I have a toy code below:
#include <stdio.h>
#include <stdlib.h>
__global__ void add1InGPU( int *devArr )
{
int i = threadIdx.x;
devArr[i] += 1;
}
int main( void )
{
int *h_arr = (int*)malloc( 10 * sizeof( int ) );
int *d_arr = NULL;
cudaMalloc( &d_arr, 10 * sizeof( int ) );
cudaMemset( d_arr, 10, 10 * sizeof( int ) );
add1InGPU <<<1, 10>>> ( d_arr );
cudaDeviceSynchronize();
cudaMemcpy(h_arr, d_arr, 10 * sizeof(int), cudaMemcpyDeviceToHost);
cudaFree(d_arr);
for (int i = 0; i < 10; i++) {
printf("%d\n", h_arr[i]);
}
free( h_arr );
return 0;
}
Why running it I get 168430091
in each index of the array?

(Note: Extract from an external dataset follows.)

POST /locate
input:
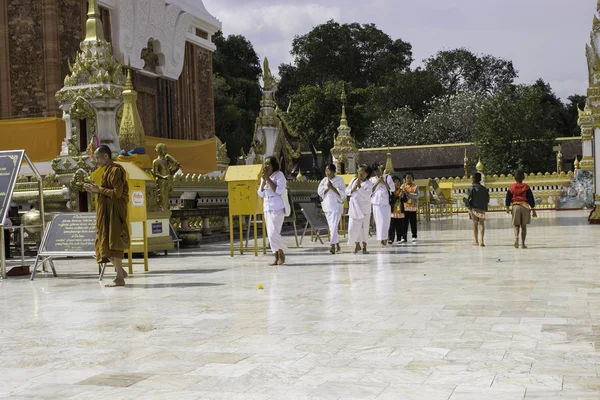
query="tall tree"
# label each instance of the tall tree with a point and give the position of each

Seems to me a corrupted number.
However, if I change cudaMemset( d_arr, 10, 10 * sizeof( int ) );
to cudaMemset( d_arr, 0, 10 * sizeof( int ) );
, I get the correct result, which is all 1 in the array.
Kindly teach where I got wrong, thanks in advance.
Alright I got why… cudaMemset, like a plain memset, only set each byte to the target value, while int is, in most machines, 4 bytes. Hence the issue.